JP goes, “There must be something you can do. You’re supposed to be a trainer, aren’t you?”
The dude’s like, “No one here can work with him. He’s bucking and rearing and kicking and biting. He won’t let anyone up on his back.”
I’m there, “I’ve squandered my children’s education on this horse. Do you know what a laughing stock I’m going to be among the Rock goys, who hate my guts but at the same time respect me as an opponent?”
“What can I say?” the dude goes. “You could sell him to a rodeo or something. But I’ll tell you this – he’s untrainable.
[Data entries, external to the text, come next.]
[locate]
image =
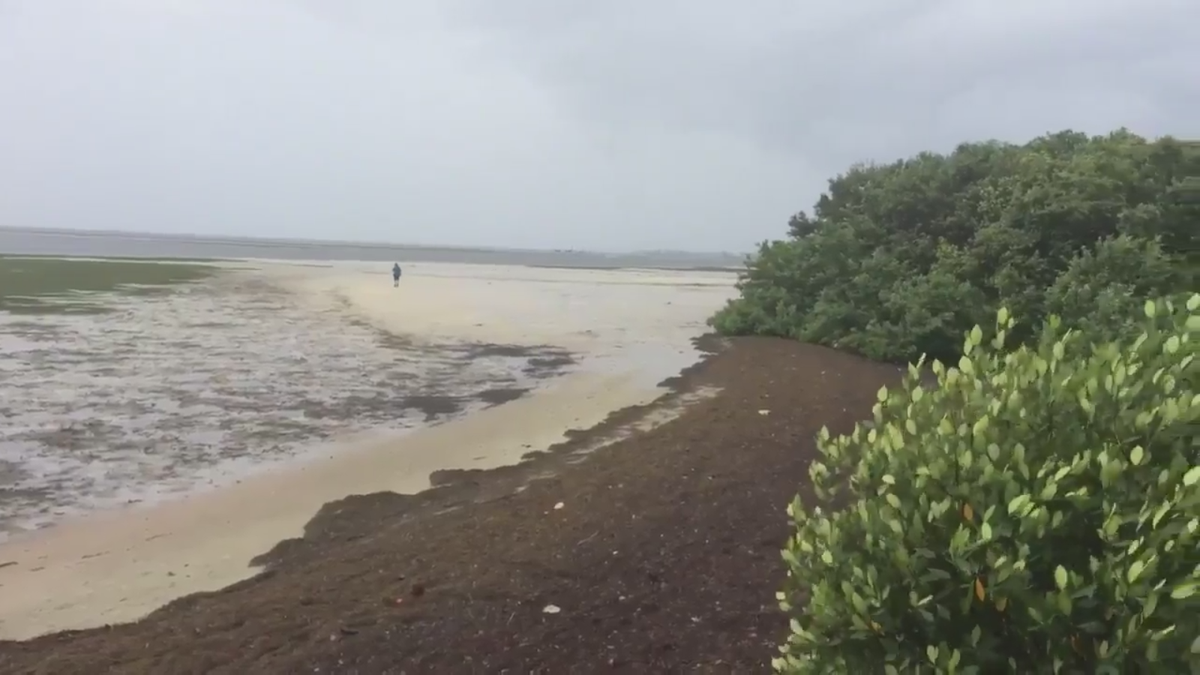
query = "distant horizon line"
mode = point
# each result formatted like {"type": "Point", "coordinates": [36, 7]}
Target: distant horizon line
{"type": "Point", "coordinates": [316, 243]}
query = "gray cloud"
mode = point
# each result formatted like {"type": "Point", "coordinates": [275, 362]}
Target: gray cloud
{"type": "Point", "coordinates": [541, 123]}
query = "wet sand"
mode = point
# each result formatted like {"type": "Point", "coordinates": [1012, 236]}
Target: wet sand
{"type": "Point", "coordinates": [627, 330]}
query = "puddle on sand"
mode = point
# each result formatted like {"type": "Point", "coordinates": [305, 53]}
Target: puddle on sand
{"type": "Point", "coordinates": [203, 386]}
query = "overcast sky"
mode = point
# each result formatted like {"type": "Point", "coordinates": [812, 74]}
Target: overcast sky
{"type": "Point", "coordinates": [612, 125]}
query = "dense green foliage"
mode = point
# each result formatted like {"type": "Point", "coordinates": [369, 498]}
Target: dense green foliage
{"type": "Point", "coordinates": [900, 260]}
{"type": "Point", "coordinates": [1035, 512]}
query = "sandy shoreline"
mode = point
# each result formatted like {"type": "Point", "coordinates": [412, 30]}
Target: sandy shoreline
{"type": "Point", "coordinates": [630, 329]}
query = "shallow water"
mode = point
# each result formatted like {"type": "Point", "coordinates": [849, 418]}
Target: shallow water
{"type": "Point", "coordinates": [171, 393]}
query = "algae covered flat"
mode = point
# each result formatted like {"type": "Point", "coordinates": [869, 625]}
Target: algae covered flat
{"type": "Point", "coordinates": [33, 285]}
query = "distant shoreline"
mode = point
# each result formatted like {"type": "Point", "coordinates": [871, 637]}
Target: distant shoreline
{"type": "Point", "coordinates": [63, 242]}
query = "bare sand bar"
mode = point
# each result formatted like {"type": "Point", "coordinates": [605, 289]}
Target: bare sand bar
{"type": "Point", "coordinates": [630, 329]}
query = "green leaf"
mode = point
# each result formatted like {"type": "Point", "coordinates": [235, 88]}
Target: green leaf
{"type": "Point", "coordinates": [1185, 590]}
{"type": "Point", "coordinates": [1134, 571]}
{"type": "Point", "coordinates": [1137, 455]}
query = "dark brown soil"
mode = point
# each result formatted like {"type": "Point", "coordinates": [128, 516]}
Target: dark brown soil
{"type": "Point", "coordinates": [663, 559]}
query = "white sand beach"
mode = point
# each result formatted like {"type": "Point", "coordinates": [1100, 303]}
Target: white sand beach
{"type": "Point", "coordinates": [629, 329]}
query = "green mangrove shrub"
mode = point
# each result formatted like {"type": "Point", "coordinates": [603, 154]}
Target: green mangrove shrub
{"type": "Point", "coordinates": [1035, 512]}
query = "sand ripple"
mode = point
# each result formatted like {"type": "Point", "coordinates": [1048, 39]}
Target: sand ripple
{"type": "Point", "coordinates": [196, 388]}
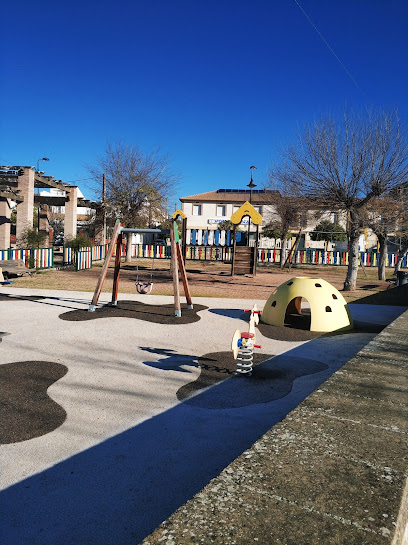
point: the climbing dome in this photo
(328, 308)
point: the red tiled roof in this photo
(231, 196)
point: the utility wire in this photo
(330, 48)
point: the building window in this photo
(220, 210)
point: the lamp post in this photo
(38, 162)
(251, 185)
(39, 207)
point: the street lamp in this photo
(251, 185)
(38, 162)
(38, 189)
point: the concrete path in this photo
(129, 452)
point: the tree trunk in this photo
(350, 283)
(382, 256)
(282, 260)
(401, 254)
(128, 258)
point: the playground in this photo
(116, 418)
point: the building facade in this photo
(206, 211)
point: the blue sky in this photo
(219, 85)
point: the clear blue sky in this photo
(219, 85)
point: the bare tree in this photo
(384, 216)
(137, 184)
(346, 163)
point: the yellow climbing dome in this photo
(328, 308)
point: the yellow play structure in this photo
(328, 308)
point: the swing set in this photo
(177, 265)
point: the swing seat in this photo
(144, 289)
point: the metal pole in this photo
(104, 207)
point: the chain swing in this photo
(145, 287)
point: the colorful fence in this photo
(97, 253)
(83, 259)
(39, 258)
(321, 257)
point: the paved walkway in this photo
(333, 471)
(129, 452)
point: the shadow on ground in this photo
(120, 490)
(159, 314)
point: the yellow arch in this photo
(178, 213)
(328, 308)
(246, 210)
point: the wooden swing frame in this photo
(177, 266)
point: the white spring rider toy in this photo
(243, 344)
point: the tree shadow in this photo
(120, 490)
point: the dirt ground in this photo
(205, 279)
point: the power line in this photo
(330, 48)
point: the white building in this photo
(205, 211)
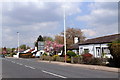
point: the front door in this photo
(98, 52)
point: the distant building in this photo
(96, 46)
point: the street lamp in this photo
(64, 32)
(18, 43)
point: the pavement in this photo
(95, 67)
(30, 68)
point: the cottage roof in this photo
(103, 39)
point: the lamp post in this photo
(64, 32)
(18, 43)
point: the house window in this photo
(105, 50)
(86, 50)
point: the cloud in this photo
(102, 18)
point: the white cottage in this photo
(98, 46)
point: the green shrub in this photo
(45, 54)
(54, 57)
(87, 57)
(96, 61)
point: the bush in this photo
(96, 61)
(54, 57)
(114, 48)
(25, 55)
(87, 57)
(71, 54)
(45, 54)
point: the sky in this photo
(35, 18)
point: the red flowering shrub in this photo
(87, 57)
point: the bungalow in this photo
(96, 46)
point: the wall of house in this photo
(95, 49)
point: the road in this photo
(30, 68)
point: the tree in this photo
(71, 33)
(24, 47)
(114, 48)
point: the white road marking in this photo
(29, 67)
(19, 63)
(53, 74)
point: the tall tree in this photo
(24, 47)
(47, 38)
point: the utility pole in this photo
(64, 33)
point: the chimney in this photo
(76, 40)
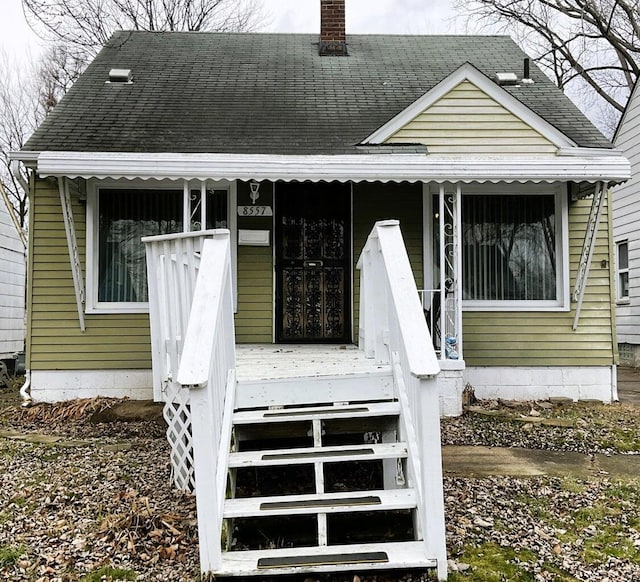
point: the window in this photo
(512, 251)
(118, 218)
(622, 270)
(124, 217)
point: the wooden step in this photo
(378, 556)
(364, 410)
(337, 454)
(321, 503)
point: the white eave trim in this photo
(343, 168)
(468, 72)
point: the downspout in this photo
(14, 168)
(612, 301)
(74, 254)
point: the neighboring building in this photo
(12, 287)
(491, 173)
(626, 236)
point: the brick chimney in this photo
(332, 28)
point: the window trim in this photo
(95, 307)
(562, 303)
(621, 299)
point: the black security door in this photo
(313, 257)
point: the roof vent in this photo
(526, 78)
(120, 76)
(507, 79)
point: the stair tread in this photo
(393, 555)
(364, 409)
(309, 455)
(321, 503)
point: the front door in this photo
(313, 258)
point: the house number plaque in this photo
(255, 211)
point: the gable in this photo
(268, 93)
(467, 120)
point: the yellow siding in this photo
(373, 202)
(254, 320)
(467, 120)
(547, 338)
(55, 341)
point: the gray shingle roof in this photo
(272, 93)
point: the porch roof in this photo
(570, 165)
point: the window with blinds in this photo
(622, 268)
(509, 248)
(125, 215)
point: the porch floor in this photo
(279, 361)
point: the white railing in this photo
(393, 330)
(207, 368)
(173, 264)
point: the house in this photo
(12, 287)
(626, 211)
(216, 219)
(259, 132)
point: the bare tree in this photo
(585, 46)
(20, 113)
(76, 30)
(85, 25)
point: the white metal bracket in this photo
(588, 247)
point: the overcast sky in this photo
(363, 16)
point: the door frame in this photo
(349, 318)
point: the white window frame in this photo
(93, 306)
(559, 191)
(621, 299)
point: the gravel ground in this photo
(100, 497)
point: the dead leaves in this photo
(139, 528)
(63, 412)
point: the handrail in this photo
(391, 314)
(207, 368)
(393, 329)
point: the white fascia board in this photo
(356, 168)
(468, 72)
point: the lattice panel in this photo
(177, 414)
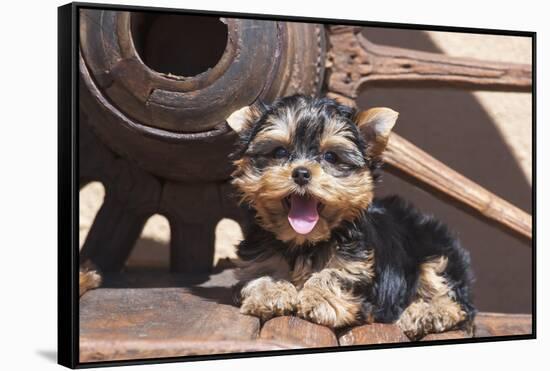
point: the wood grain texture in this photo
(420, 166)
(500, 324)
(448, 335)
(355, 61)
(374, 333)
(299, 332)
(165, 315)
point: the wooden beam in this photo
(354, 61)
(414, 162)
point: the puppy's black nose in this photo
(301, 175)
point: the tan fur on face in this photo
(434, 309)
(266, 298)
(322, 300)
(343, 198)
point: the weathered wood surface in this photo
(143, 315)
(301, 333)
(160, 120)
(354, 61)
(375, 333)
(424, 169)
(499, 324)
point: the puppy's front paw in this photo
(327, 308)
(266, 298)
(88, 279)
(422, 318)
(315, 308)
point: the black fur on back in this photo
(402, 239)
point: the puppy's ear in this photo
(243, 118)
(375, 125)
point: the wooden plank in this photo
(114, 349)
(499, 324)
(298, 332)
(132, 319)
(374, 333)
(354, 62)
(419, 165)
(448, 335)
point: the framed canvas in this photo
(240, 185)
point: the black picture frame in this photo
(68, 170)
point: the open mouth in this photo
(303, 212)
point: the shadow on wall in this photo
(453, 127)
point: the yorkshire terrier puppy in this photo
(323, 248)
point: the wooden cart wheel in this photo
(156, 106)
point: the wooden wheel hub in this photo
(159, 87)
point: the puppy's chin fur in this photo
(342, 199)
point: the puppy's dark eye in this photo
(330, 157)
(280, 152)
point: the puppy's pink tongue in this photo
(303, 213)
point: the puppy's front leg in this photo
(266, 297)
(323, 300)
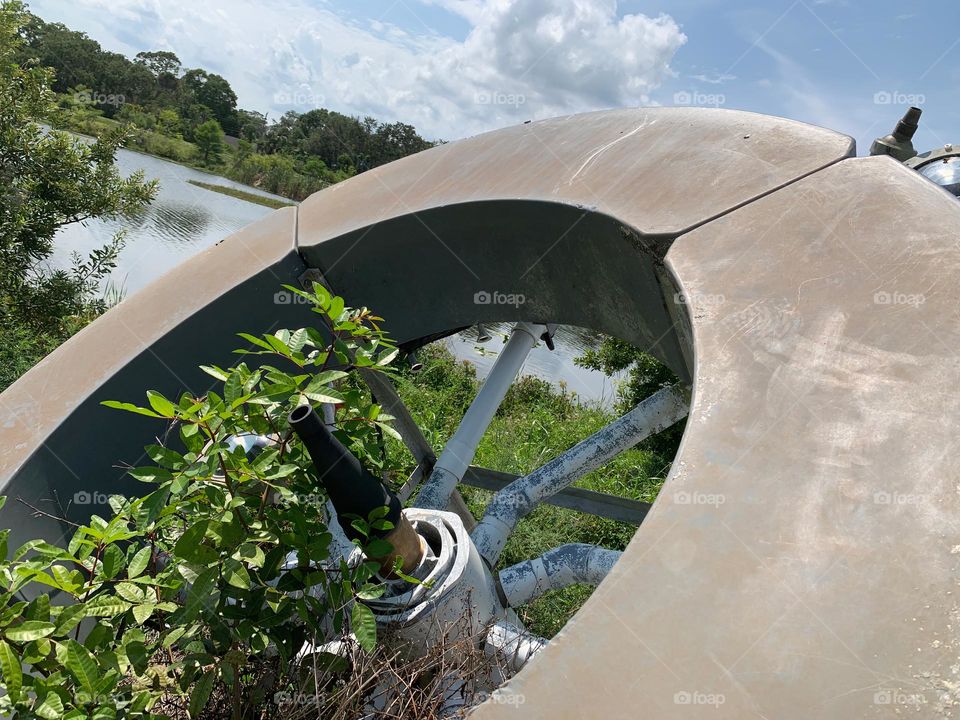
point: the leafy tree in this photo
(213, 91)
(252, 125)
(160, 62)
(209, 138)
(49, 180)
(204, 590)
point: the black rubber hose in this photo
(353, 490)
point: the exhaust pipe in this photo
(899, 143)
(356, 492)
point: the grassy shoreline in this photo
(274, 203)
(534, 424)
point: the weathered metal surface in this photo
(568, 216)
(557, 568)
(802, 560)
(58, 441)
(611, 507)
(654, 414)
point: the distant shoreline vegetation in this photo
(242, 195)
(190, 116)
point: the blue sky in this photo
(457, 67)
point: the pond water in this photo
(184, 219)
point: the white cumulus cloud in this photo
(521, 59)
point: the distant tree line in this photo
(156, 93)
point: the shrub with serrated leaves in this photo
(211, 582)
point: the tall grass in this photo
(534, 424)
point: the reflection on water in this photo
(180, 223)
(184, 219)
(556, 366)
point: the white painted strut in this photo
(459, 451)
(658, 412)
(511, 645)
(558, 568)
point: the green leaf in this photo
(371, 592)
(106, 606)
(150, 474)
(328, 376)
(255, 341)
(201, 694)
(160, 404)
(387, 358)
(51, 708)
(323, 394)
(69, 618)
(29, 630)
(214, 372)
(12, 672)
(112, 562)
(236, 574)
(364, 626)
(129, 407)
(136, 653)
(142, 613)
(83, 665)
(139, 562)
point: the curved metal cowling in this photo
(801, 560)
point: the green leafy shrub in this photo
(209, 584)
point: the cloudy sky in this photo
(454, 68)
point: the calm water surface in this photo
(184, 219)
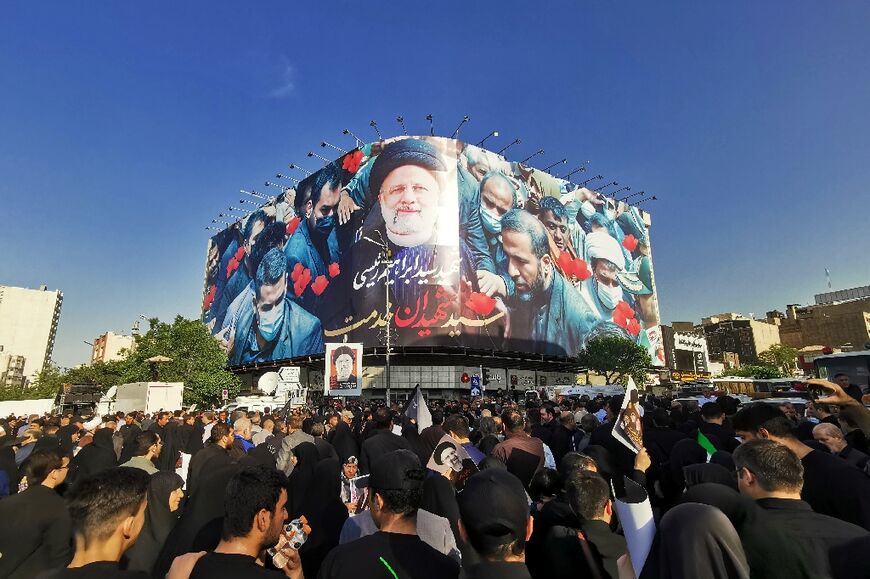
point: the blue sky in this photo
(126, 127)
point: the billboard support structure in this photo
(389, 264)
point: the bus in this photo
(756, 387)
(855, 364)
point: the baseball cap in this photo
(494, 509)
(397, 470)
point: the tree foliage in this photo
(755, 371)
(197, 360)
(616, 359)
(780, 356)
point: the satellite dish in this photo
(268, 382)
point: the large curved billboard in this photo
(424, 241)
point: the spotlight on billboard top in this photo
(429, 241)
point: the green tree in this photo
(616, 359)
(755, 371)
(197, 360)
(780, 356)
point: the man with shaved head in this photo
(546, 310)
(834, 439)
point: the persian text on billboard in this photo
(439, 243)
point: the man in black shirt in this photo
(213, 455)
(713, 426)
(831, 486)
(254, 516)
(852, 390)
(107, 512)
(396, 491)
(35, 534)
(589, 497)
(495, 521)
(381, 441)
(773, 475)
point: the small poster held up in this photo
(628, 428)
(343, 374)
(451, 460)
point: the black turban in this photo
(400, 153)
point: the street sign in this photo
(475, 385)
(289, 374)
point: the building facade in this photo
(844, 325)
(745, 337)
(109, 347)
(438, 382)
(28, 325)
(11, 371)
(686, 348)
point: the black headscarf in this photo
(723, 458)
(696, 474)
(260, 455)
(418, 445)
(200, 525)
(326, 515)
(95, 457)
(194, 440)
(695, 540)
(602, 459)
(759, 539)
(685, 453)
(7, 465)
(301, 480)
(159, 521)
(439, 498)
(171, 438)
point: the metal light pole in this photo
(389, 263)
There isn’t a horseman or a horsewoman in Ireland who could get that animal to do what they want him to do.”
I’m like, “It’s a focking nightmare.”
But then Fionn all of a sudden goes, “Look, goys!” and we all follow his line of vision towards Ronan, who’s standing in the field in front of the horse. He’s talking, I don’t know, soothingly to the animal and then he rests his forehead against the horse’s forehead and goes, “Are you gonna be a good boy and let me up on yisser back?”
And the horse – I swear to God – just sort of, like, blows through his nostrils, which presumably means ‘Yes’, because Ronan, in one fluid movement, jumps up and throws his leg over the horse’s back.
The thing doesn’t buck or rear or kick or bite?
This Eamon dude is seriously impressed. “My God,” he goes, “would you look that!”
And 10 seconds later, Ronan is galloping Hoss O’Carroll-Kelly around the field.
“Goys,” I go, “I think we’ve just found our jockey.”